§01
Abstract
LumiChats v1.3 11B Vision is a domain-adapted vision-language model fine-tuned from Meta's Llama 3.2 11B Vision Instruct for the specialised task of radiological image interpretation. The model is trained to generate structured, clinically accurate descriptions of panoramic radiographs, X-rays, and CT scans using precise medical terminology. Domain adaptation significantly reduces hallucinations compared to the general-purpose base model — eliminating fabricated pathologies such as unseen fractures and misalignments — replacing them with focused, evidence-based pathology descriptions. The model is released in 4-bit quantised format, reducing GPU memory requirements by approximately 60% while maintaining high accuracy.
§02
Architecture & Configuration
LumiChats v1.3 11B Vision is built on unsloth/Llama-3.2-11B-Vision-Instruct-bnb-4bit using Low-Rank Adaptation (LoRA) — a parameter-efficient fine-tuning technique. Only < 1% of parameters are updated.
Architecture
Auto-regressive multimodal transformer with vision encoder (MLLaMA)
Total Parameters
~11B total
Trainable Parameters
LoRA-adapted subset (< 1%)
Context Length
Extended for image-text alignment
Quantization
4-bit bitsandbytes NF4
LoRA Rank (r)
16
LoRA Alpha (α)
16
LoRA Target Modules
Vision layers, Language layers, Attention modules, MLP layers
Languages
English medical terminology
§03
Training Details
Dataset
Medical radiological image captioning dataset
Dataset Size
Radiology-specific image-caption pairs
Objective
Supervised fine-tuning: image → structured clinical description
Framework
Unsloth FastVisionModel + TRL
Hardware
Tesla T4 / A100-class GPU
Training Time
Training run on radiological dataset
Peak Memory
Significantly reduced via 4-bit
Max Steps
30
Hyperparameters
Learning Rate
2e-4
Batch Size
2
Gradient Accum.
4
Effective Batch
8
Optimizer
AdamW 8-bit
LR Scheduler
Linear
§04
Evaluation & Benchmarks
| Metric | Value | Baseline | Description |
|---|---|---|---|
| Hallucination rate on panoramic radiographs | Substantially reduced | Base: fabricates fractures, misalignments, absent findings | Fine-tuned model focuses only on findings present in the image |
| Medical terminology accuracy | Improved | Base: general terms, occasional inaccuracies | Uses precise clinical language (osteolytic, resorption, maxillary sinus floor) |
| Output conciseness | Concise, actionable | Base: long, speculative descriptions | Reports are focused and clinically useful |
| Min VRAM (4-bit) | ~4.2 GB | — | 4-bit model size on disk / approximate VRAM requirement |
§05
Base Model vs Fine-Tuned
Key improvements from fine-tuning on the Medical radiological image captioning dataset dataset versus the Llama-3.2-11B-Vision-Instruct-bnb-4bit base model.
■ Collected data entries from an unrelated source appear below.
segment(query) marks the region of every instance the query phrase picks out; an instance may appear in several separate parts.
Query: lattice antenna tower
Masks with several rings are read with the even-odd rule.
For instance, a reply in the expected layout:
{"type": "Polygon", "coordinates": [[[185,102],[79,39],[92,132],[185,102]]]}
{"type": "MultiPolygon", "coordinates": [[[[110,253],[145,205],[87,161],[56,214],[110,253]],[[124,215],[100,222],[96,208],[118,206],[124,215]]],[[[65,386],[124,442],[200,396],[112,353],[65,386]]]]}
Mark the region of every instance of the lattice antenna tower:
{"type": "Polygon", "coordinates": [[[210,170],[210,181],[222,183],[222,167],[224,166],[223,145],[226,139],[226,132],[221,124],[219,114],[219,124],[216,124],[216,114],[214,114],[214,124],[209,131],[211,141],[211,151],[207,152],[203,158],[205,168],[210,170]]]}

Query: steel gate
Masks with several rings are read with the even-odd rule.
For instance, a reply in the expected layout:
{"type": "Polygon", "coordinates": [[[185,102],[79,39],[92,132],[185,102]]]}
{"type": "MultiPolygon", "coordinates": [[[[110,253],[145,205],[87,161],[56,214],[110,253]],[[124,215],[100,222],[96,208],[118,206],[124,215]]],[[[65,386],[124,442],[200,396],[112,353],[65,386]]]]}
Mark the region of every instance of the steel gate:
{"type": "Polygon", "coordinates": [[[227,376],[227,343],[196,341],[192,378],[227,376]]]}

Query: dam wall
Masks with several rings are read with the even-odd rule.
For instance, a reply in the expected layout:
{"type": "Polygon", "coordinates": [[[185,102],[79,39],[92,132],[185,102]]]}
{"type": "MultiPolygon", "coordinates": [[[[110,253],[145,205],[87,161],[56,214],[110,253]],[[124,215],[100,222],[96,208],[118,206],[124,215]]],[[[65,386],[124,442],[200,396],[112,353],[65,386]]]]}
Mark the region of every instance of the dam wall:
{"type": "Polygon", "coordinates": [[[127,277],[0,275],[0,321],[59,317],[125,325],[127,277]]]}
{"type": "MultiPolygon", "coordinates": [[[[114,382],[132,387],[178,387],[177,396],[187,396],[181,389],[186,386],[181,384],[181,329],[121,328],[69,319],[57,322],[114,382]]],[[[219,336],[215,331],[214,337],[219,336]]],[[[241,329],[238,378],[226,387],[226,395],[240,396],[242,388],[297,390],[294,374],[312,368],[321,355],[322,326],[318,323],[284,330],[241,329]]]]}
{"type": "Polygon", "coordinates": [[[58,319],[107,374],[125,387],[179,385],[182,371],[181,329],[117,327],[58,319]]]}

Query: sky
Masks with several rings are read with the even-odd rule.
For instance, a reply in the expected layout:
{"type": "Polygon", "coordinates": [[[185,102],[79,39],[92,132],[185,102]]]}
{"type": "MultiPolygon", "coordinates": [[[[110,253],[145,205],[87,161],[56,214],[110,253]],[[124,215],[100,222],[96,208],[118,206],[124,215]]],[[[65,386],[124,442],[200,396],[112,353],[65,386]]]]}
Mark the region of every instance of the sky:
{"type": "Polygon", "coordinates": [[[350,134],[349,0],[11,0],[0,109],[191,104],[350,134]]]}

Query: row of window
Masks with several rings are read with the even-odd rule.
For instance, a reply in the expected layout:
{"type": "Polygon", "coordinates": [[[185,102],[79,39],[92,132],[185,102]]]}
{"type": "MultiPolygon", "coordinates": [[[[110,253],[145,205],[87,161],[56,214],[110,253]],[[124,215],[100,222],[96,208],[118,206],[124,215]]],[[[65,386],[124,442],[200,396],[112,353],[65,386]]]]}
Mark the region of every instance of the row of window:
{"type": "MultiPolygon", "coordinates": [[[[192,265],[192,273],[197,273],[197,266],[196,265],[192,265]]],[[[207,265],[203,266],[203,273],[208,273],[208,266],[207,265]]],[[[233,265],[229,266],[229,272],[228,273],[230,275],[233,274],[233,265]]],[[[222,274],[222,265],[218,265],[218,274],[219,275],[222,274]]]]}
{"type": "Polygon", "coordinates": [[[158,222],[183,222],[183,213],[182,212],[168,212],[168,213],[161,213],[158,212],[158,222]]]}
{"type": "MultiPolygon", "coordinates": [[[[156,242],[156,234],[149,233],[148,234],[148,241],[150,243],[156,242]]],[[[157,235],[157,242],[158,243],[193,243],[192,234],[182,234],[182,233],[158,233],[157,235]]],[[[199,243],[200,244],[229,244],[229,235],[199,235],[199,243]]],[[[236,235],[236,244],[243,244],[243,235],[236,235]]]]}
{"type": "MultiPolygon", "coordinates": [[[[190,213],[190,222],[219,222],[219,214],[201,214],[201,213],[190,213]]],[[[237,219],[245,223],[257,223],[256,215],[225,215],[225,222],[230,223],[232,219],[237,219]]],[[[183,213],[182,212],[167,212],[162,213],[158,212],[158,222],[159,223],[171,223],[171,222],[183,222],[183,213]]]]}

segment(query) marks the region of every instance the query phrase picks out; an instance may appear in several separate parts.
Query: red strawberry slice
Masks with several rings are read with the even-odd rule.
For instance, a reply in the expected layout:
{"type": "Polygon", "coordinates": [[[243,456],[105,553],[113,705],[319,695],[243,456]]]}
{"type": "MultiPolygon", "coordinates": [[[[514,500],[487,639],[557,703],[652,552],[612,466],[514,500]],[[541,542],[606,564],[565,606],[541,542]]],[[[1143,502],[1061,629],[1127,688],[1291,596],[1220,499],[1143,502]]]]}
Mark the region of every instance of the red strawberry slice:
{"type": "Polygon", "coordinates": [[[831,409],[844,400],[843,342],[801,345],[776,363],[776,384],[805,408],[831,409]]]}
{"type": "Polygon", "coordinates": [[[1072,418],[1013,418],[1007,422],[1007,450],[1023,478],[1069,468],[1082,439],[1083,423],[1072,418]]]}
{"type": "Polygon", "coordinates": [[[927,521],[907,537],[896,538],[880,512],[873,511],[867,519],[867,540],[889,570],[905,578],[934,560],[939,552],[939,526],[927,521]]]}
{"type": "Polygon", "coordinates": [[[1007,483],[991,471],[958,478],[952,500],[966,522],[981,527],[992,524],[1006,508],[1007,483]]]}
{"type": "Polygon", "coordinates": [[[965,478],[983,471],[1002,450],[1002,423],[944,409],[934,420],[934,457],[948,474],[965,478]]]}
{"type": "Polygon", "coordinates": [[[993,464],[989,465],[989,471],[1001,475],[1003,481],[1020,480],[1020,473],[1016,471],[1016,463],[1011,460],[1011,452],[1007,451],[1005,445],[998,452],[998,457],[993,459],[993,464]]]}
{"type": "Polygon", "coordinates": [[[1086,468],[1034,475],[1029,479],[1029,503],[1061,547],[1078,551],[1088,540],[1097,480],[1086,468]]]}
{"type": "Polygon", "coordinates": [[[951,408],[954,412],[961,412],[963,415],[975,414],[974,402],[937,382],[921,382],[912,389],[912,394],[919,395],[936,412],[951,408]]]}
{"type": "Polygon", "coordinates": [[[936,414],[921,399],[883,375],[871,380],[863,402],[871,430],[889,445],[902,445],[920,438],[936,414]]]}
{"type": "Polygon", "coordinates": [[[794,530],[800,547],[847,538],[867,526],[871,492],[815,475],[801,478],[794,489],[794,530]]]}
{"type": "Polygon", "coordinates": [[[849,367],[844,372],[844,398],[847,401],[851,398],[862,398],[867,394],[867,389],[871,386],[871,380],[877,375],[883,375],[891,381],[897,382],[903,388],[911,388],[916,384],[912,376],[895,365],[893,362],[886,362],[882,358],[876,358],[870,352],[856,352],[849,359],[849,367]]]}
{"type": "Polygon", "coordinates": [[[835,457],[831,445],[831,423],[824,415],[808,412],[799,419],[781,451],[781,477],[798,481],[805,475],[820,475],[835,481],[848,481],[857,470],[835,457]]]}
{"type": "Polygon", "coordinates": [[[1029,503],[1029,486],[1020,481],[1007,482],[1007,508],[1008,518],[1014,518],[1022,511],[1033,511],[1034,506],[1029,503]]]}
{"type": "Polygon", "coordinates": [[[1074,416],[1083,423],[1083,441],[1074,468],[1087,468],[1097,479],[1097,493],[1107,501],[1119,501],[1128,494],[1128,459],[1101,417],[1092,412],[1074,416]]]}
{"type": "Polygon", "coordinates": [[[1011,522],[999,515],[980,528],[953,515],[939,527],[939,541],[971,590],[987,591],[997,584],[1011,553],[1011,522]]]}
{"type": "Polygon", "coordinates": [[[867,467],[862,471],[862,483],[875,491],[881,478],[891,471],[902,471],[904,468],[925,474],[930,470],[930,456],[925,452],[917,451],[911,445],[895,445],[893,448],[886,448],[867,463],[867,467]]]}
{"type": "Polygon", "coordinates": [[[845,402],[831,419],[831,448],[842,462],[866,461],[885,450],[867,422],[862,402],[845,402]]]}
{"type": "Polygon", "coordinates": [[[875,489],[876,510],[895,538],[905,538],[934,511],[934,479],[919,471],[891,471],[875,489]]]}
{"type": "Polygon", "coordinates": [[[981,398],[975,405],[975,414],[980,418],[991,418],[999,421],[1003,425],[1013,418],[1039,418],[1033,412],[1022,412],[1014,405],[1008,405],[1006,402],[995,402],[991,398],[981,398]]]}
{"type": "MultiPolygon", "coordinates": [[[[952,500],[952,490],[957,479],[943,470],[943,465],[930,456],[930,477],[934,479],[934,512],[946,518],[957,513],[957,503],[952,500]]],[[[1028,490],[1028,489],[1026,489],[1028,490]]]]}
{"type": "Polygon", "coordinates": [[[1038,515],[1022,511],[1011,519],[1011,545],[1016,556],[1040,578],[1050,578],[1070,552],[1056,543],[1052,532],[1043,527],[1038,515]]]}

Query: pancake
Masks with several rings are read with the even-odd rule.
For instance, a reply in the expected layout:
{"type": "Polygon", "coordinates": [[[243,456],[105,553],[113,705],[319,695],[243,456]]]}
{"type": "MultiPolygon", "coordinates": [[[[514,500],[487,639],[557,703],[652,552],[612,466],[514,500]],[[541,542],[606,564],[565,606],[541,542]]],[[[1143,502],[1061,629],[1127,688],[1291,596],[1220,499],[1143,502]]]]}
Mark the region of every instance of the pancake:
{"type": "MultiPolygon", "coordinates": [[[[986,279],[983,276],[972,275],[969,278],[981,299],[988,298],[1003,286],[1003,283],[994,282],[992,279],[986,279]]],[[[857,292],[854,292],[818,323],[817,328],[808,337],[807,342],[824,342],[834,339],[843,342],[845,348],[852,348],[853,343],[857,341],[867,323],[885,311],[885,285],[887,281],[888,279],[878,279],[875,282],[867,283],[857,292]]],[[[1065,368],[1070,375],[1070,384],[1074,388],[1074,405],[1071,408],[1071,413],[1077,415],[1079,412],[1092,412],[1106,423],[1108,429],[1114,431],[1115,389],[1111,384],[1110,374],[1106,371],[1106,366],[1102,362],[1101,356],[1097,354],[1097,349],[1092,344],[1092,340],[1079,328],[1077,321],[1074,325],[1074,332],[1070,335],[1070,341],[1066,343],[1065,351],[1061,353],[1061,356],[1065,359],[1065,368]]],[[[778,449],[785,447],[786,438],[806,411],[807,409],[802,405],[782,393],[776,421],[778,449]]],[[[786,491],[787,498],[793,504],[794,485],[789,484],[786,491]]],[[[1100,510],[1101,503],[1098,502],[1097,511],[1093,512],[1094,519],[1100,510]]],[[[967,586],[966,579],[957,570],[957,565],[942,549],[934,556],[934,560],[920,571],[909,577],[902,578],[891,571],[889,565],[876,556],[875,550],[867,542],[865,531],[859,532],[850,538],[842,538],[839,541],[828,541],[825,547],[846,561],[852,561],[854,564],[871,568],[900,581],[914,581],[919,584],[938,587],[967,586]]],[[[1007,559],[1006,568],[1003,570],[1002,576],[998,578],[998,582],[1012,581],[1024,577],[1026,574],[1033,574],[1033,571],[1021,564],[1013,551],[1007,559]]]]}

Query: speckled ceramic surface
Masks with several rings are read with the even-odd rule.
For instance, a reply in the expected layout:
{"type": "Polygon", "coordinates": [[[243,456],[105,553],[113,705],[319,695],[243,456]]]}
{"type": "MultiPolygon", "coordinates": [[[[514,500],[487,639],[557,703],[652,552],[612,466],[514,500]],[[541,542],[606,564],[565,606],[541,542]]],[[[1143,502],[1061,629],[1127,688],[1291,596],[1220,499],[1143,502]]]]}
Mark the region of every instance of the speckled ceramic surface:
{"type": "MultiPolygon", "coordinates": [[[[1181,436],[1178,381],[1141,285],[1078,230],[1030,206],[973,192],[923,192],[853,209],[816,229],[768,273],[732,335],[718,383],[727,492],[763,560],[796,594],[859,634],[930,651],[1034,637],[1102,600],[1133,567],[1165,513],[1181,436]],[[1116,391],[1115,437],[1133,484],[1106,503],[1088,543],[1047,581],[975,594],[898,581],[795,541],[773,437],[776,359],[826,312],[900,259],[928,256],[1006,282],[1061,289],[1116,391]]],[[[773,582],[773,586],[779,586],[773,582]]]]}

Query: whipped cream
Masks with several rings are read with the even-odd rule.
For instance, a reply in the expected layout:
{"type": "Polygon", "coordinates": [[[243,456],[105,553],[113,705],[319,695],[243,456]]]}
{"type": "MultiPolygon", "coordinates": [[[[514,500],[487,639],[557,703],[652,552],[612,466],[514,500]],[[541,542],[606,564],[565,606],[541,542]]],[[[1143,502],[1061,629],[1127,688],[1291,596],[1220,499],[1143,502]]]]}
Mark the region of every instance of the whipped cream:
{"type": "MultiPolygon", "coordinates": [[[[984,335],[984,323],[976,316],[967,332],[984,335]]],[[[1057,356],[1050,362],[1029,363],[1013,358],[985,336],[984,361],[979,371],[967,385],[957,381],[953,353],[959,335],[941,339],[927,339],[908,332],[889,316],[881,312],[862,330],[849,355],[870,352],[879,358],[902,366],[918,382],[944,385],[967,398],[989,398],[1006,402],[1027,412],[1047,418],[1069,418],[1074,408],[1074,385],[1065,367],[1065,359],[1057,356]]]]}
| Dimension | Base (Llama-3.2-11B-Vision-Instruct-bnb-4bit) | LumiChats v1.3 11B Vision |
|---|---|---|
| Image type identification | ✅ Identifies correctly | ✅ Exact + pathology focused |
| Hallucinated pathologies | ❌ Fractures, misalignments (fabricated) | ✅ None — ground-truth only |
| Medical terminology | ⚠️ General terms, some inaccuracies | ✅ Professional clinical language |
| Output length | 📝 Long and speculative | 📝 Concise, actionable reports |
| Clinical relevance | ❌ Includes irrelevant details | ✅ Pathology-focused analysis |
§06
Use Cases
Preliminary analysis of panoramic radiographs and dental X-rays
Medical education and radiology training
Clinical documentation draft generation for radiologist review
Teleradiology support for initial triage of imaging studies
Research in AI-assisted medical image interpretation
§07
Limitations & Disclaimers
LumiChats v1.3 11B Vision inherits limitations of its base architecture and training data.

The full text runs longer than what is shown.